Pre-proposal: `#[arm]`/`#[thumb]` function annotations for ARM targets


#1

The old syntax for target_feature allowed enabling or disabling arbitrary features, which was convenient on ARM platforms where deciding per-function whether to use the ARM or Thumb ISA by enabling or disabling the thumb-mode feature was possible and even desirable. (For example: I’m writing Rust code which ends up running on a Game Boy Advance. Most code is compiled as Thumb for speed since the Game Pak only has a sixteen-bit bus, but if I provide an interrupt dispatcher it has to be compiled as ARM code because of how Nintendo wrote the firmware.)

The new stable target_feature adds a whitelist requirement, and doesn’t define syntax for disabling features; this makes it better-suited for the things it was being used for. I don’t think this is a problem; while avx is a binary feature (either a target has it or doesn’t have it), thumb-mode is a toggle switch where both settings are meaningful.

As such, rather than extending target_feature in ways which risk trying to make it into both a floor wax and a dessert topping, it seems more appropriate to suggest another way to configure ARM/Thumb status: two new function attributes, #[arm] and #[thumb]. These would disable and enable thumb-mode for the annotated function in the same way #[target_feature = "±thumb-mode"] used to; annotating the same function with both results in a compile-time error. (I can’t imagine anyone doing this deliberately, and it’s good for the compiler to catch typos.) As far as I know LLVM already knows how to provide the necessary interworking shims, so everything should just work.

An obvious extension of this (which was supported under the old syntax for target_feature) is to use cfg!(arm) and cfg!(thumb) to generate different code in ARM and Thumb mode, but this is a problem for inline assembly—while the ARM and Thumb ISAs share many mnemonics, there’s often significant differences in encoding. An example: the Game Boy Advance provides several library functions using the swi instruction, but in ARM mode the argument needs to be left-shifted sixteen bits, which is an invalid instruction if the file is processed in Thumb mode. Currently it’s not really a problem, but if we allow cfg!(arm)/cfg!(thumb) it’s something that needs to be sorted out.


That’s about where my knowledge runs out; I’d appreciate some input on things I may have missed.


#2

This seems cool.

Assuming that others don’t think you’re full of it, you should try filling out the RFC template and seeing how that goes.

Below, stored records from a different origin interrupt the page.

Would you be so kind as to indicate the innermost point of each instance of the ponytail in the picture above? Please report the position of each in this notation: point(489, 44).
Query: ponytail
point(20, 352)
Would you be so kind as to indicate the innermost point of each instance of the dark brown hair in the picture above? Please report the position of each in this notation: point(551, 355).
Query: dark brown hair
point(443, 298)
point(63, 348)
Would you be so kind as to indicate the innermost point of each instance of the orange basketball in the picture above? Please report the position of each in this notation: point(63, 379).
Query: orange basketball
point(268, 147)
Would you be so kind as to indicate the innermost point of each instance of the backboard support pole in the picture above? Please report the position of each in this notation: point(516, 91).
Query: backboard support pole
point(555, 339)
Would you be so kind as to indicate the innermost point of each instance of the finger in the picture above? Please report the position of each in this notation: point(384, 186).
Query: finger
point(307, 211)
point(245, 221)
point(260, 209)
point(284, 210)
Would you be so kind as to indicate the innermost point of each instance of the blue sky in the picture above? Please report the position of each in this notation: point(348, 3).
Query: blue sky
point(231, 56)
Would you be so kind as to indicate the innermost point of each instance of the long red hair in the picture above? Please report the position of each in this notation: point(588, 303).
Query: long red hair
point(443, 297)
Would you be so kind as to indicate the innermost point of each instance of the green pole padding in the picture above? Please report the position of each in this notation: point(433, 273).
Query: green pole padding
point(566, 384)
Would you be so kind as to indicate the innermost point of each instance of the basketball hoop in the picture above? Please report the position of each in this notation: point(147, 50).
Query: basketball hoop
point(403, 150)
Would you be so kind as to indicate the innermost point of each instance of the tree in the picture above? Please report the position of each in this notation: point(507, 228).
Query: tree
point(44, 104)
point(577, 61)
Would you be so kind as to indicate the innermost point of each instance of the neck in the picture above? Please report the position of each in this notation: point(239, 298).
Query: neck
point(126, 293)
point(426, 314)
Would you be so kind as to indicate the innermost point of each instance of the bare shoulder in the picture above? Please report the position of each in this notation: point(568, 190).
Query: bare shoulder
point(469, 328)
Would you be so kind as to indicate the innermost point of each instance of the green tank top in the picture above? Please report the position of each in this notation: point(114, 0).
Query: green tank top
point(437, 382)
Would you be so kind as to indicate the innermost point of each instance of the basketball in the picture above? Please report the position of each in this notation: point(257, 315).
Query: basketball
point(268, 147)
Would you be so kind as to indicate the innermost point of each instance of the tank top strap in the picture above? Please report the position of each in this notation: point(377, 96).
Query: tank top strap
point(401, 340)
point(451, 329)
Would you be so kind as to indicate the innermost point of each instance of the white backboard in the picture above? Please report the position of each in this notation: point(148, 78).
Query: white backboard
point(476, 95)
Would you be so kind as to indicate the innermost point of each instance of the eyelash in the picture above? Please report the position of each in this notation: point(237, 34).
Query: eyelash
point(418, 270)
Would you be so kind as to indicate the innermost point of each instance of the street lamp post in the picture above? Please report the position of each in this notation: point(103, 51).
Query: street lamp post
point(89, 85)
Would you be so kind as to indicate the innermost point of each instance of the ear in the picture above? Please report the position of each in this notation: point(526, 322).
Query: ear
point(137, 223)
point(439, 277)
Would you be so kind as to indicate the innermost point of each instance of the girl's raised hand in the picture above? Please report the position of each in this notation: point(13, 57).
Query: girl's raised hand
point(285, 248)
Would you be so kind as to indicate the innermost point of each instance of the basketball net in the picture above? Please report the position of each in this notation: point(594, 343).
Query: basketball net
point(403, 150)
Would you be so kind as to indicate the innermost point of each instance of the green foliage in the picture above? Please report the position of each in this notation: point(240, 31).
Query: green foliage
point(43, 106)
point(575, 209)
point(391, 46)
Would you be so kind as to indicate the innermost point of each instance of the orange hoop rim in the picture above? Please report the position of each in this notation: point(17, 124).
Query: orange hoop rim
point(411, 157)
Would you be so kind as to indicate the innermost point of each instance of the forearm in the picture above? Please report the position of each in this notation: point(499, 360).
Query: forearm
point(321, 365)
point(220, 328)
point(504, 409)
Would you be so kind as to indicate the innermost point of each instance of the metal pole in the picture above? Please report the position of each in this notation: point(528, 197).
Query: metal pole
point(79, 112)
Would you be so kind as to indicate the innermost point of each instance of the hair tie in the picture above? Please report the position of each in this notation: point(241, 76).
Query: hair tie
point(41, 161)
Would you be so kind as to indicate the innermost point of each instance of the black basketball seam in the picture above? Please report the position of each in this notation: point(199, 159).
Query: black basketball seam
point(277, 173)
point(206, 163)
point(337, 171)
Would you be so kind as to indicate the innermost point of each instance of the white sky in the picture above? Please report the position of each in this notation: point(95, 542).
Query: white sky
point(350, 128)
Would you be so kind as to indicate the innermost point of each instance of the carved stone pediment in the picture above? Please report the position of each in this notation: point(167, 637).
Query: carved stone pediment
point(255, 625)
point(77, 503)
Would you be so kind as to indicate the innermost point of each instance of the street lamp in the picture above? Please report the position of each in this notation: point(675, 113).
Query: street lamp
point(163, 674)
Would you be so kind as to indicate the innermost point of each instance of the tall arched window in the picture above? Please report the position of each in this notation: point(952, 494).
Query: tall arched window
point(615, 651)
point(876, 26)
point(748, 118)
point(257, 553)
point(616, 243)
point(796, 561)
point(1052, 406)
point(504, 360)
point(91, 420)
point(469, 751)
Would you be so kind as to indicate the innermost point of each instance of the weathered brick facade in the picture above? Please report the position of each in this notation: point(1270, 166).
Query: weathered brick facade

Particularly, the “Motivation” section might be kinda thin, unless all ARM devices can benefit from this?


#3

There’s no reason all ARM devices can’t benefit from this in theory, it’s just that generally other devices don’t have quirky bus characteristics that mean executing ARM code from certain sections of the address space is penalised but not others. (The only reason you’d have to write any ARM code at all on the GBA is the way the firmware calls the user-provided interrupt dispatcher doesn’t change the T bit, but some games do write some ARM code into IWRAM and execute it.)


#4

Nice write up @Ketsuban, I agree this is definitely needed in some form. I have thought about this before, but never made any proposal. I think rather than arm and thumb, it would be better to use the more modern and official names a32 and t32, arm is a very overloaded term so I think it’s better to avoid it here. I also, think that the existing target feature syntax is sufficient, i.e., #[target-feature(enable = "a32")] and #[target-feature(enable = "t32")] mapping to LLVM -thumb-mode and +thumb-mode respectively.


#5

Agreed. However, for the sake of helping people who know the name “thumb”, we could still have a “did you mean” suggestion for people who use that.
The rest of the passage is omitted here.